A correlated multi-observable assessment for vanadium redox flow battery state of charge estimation : long-term stability of methods

Abstract

Accurate half cell specific state of charge (SOC) monitoring is needed for vanadium redox flow batteries (VRFB) to quantify electrolyte imbalances and to increase operation efficiency by appropriately timed re-balancing. However, electrolyte crossover shifts the vanadium concentrations and can impact the SOC estimation in combination with side reactions in the long run. As a result, the long-term stability of any SOC estimation is crucial for its accuracy, while a rigorous cross-evaluation of SOC monitoring methods for VRFBs is still missing in the literature.
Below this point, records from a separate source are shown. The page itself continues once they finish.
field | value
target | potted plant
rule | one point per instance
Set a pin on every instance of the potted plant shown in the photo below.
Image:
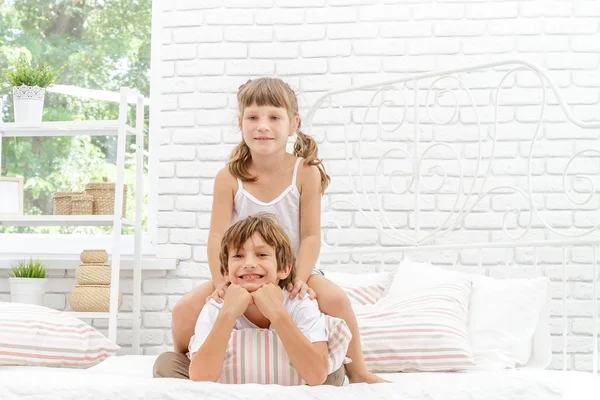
(28, 282)
(29, 85)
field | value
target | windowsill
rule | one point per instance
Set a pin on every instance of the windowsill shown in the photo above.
(62, 251)
(69, 262)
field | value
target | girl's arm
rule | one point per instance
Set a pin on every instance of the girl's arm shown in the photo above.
(311, 360)
(310, 220)
(220, 220)
(207, 362)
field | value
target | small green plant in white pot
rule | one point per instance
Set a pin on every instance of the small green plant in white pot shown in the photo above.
(29, 83)
(28, 282)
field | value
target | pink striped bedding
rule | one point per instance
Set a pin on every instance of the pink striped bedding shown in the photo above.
(425, 331)
(39, 336)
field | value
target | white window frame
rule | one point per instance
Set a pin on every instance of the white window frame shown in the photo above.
(68, 246)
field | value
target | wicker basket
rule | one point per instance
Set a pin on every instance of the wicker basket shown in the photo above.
(92, 298)
(104, 197)
(93, 274)
(82, 204)
(93, 256)
(63, 202)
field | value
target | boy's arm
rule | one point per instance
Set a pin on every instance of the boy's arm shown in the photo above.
(214, 330)
(311, 360)
(207, 362)
(309, 357)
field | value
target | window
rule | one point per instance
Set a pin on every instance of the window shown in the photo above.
(103, 45)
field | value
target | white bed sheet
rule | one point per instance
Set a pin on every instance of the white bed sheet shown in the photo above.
(129, 377)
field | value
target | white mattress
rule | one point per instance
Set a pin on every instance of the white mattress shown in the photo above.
(130, 377)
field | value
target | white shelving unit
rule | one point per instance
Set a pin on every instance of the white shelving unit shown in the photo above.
(120, 129)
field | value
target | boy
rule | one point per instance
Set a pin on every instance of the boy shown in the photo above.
(257, 260)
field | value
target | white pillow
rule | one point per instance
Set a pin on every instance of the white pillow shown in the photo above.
(504, 314)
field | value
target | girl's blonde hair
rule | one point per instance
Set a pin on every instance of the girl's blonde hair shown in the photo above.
(272, 92)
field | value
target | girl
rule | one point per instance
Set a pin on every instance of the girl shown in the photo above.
(261, 176)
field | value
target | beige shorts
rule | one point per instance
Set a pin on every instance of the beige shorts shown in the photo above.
(177, 365)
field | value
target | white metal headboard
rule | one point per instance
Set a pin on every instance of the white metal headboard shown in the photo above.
(419, 165)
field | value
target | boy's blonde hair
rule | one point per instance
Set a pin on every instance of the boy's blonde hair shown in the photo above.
(267, 227)
(272, 92)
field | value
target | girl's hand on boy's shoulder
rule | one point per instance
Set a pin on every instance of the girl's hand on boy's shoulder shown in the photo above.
(269, 300)
(237, 299)
(299, 288)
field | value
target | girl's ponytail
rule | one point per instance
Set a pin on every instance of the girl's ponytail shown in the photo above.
(306, 147)
(239, 162)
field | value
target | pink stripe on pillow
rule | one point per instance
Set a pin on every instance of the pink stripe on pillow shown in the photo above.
(425, 331)
(38, 336)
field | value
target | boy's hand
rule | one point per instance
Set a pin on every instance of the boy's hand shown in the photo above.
(300, 288)
(269, 300)
(237, 299)
(219, 294)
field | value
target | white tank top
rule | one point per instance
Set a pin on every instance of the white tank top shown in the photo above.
(286, 208)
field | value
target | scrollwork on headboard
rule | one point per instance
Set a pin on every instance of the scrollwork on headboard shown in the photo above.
(464, 149)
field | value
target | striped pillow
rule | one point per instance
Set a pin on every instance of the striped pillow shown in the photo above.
(258, 356)
(423, 331)
(32, 335)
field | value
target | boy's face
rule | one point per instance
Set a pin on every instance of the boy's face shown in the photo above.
(254, 265)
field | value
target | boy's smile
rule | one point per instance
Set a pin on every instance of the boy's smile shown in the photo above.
(254, 264)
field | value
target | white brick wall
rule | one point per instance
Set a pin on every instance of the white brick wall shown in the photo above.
(211, 47)
(320, 45)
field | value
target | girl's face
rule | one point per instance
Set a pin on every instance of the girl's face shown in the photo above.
(265, 129)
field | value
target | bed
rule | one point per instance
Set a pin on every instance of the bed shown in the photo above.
(425, 221)
(130, 377)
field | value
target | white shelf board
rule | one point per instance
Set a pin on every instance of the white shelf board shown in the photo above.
(71, 263)
(63, 128)
(60, 220)
(98, 315)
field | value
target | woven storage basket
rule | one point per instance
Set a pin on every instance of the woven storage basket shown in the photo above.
(104, 197)
(93, 256)
(93, 274)
(63, 202)
(92, 298)
(82, 204)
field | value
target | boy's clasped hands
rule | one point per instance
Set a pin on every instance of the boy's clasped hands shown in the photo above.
(268, 299)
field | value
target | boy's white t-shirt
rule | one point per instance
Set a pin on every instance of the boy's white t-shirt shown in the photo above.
(305, 313)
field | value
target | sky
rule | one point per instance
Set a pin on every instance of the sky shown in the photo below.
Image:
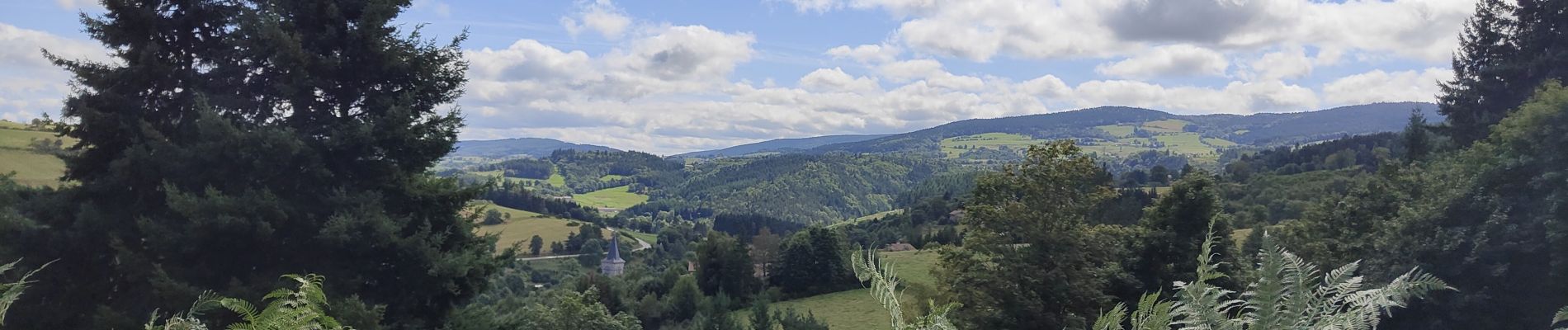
(681, 75)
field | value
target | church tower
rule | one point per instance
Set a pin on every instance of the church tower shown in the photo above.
(612, 265)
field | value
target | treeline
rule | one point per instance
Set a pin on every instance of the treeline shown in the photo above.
(517, 196)
(805, 188)
(585, 171)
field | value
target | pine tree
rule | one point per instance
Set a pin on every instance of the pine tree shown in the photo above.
(1418, 143)
(1487, 74)
(237, 141)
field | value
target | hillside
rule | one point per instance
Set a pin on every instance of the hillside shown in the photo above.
(519, 146)
(1120, 130)
(31, 166)
(780, 146)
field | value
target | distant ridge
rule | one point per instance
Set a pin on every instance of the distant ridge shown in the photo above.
(536, 148)
(780, 146)
(1264, 129)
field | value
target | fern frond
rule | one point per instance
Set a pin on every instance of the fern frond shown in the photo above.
(12, 291)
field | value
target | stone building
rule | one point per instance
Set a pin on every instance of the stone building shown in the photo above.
(612, 265)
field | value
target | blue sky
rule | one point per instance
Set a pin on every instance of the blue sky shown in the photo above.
(684, 75)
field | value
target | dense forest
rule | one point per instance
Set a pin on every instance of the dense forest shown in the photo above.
(334, 120)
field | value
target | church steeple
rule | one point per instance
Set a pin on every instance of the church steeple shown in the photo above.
(612, 265)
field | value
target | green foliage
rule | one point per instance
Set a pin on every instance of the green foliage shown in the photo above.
(813, 262)
(231, 143)
(885, 286)
(1175, 229)
(794, 321)
(1289, 293)
(1031, 260)
(1490, 219)
(12, 291)
(303, 309)
(559, 310)
(805, 188)
(725, 266)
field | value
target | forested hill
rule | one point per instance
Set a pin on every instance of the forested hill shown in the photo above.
(1273, 129)
(535, 148)
(780, 146)
(1269, 129)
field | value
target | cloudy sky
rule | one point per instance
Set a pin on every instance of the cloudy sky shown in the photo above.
(682, 75)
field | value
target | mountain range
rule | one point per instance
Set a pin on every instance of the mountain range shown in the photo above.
(1090, 125)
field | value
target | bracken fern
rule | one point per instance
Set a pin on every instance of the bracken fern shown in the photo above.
(1289, 293)
(885, 286)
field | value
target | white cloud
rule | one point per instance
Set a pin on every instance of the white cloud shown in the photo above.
(31, 85)
(599, 16)
(1236, 97)
(1179, 59)
(1289, 63)
(815, 5)
(834, 80)
(866, 54)
(1079, 29)
(438, 7)
(911, 69)
(1386, 87)
(687, 54)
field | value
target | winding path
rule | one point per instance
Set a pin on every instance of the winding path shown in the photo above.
(640, 246)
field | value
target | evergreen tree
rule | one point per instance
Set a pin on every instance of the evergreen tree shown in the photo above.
(535, 244)
(1418, 143)
(1031, 260)
(723, 266)
(1175, 230)
(1491, 221)
(231, 143)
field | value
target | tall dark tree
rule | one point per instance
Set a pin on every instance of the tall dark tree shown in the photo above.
(725, 266)
(1505, 52)
(1490, 219)
(813, 262)
(1176, 227)
(1416, 138)
(1031, 260)
(231, 143)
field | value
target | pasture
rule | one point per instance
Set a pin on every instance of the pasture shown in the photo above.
(524, 224)
(611, 197)
(31, 167)
(956, 146)
(857, 309)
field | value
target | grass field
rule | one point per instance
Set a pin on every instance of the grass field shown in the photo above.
(1184, 143)
(642, 237)
(31, 169)
(1117, 130)
(555, 179)
(857, 309)
(951, 146)
(1169, 125)
(611, 197)
(524, 224)
(1219, 143)
(864, 218)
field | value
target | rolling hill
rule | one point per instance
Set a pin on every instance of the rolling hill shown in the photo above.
(780, 146)
(1112, 124)
(535, 148)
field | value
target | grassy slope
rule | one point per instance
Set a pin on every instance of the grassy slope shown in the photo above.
(1117, 130)
(857, 309)
(611, 197)
(31, 169)
(526, 224)
(866, 218)
(987, 141)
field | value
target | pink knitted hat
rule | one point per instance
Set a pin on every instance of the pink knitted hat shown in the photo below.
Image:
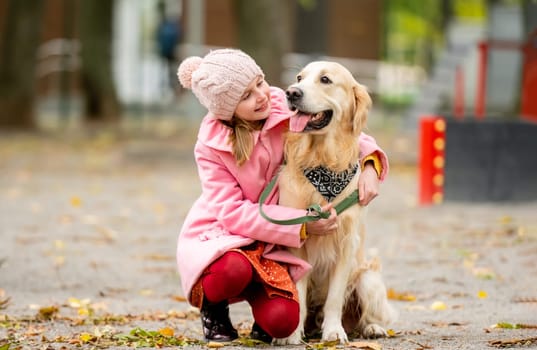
(219, 79)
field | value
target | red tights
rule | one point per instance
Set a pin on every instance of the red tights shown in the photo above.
(231, 276)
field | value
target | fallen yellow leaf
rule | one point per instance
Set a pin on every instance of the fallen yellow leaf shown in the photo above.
(364, 345)
(76, 201)
(166, 331)
(85, 337)
(438, 306)
(482, 294)
(146, 292)
(393, 295)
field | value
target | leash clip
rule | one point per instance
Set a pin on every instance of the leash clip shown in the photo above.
(315, 210)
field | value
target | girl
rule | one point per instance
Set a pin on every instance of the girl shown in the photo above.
(226, 251)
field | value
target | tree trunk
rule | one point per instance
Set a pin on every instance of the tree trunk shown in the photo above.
(101, 102)
(20, 39)
(264, 33)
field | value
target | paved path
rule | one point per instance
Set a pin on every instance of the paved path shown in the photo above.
(88, 229)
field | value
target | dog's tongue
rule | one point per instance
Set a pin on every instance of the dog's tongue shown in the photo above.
(298, 122)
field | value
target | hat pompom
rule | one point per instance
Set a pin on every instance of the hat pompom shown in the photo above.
(186, 68)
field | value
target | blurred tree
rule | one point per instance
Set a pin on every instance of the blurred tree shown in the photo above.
(101, 101)
(20, 39)
(264, 33)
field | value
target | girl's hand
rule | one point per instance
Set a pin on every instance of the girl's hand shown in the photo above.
(323, 226)
(368, 184)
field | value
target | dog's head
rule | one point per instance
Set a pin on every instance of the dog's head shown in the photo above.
(325, 94)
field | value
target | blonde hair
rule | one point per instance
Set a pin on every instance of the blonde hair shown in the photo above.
(241, 139)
In this study, we investigate the long-term stability for SOC monitoring based on half cell electrolyte potentials, electrolyte densities, electrolyte volumes, electrolyte viscosity related pressure drops, pH related potentials and UV/Vis absorbances. We conduct 500 h long-term charge/discharge cycling for a membrane with 100 µm thickness and 300 h for a 50 µm thin membrane. For each cycle, we determine reference SOCs validated by potentiometric titration, which enables us to calculate calibration parameter for each SOC estimation method in each cycle. We analyze the variation and stability of these parameters and assess the long-term accuracy of each method. The highest long-term stability is shown by the UV/Vis absorbance measured at 400 nm in the negative half cell with estimation errors below 2 % and the electrolyte half cell potentials with errors below 2.5 %. The UV/Vis absorbance measured at 580 nm in the positive half cell exhibits a moderate stability with estimation errors lower than 5 %. The electrolyte densities and pressure drops measured in the negative half cell show moderate stabilities with estimation errors below 7.5 % which could allow for accurate SOC estimation with more frequent re-calibrations.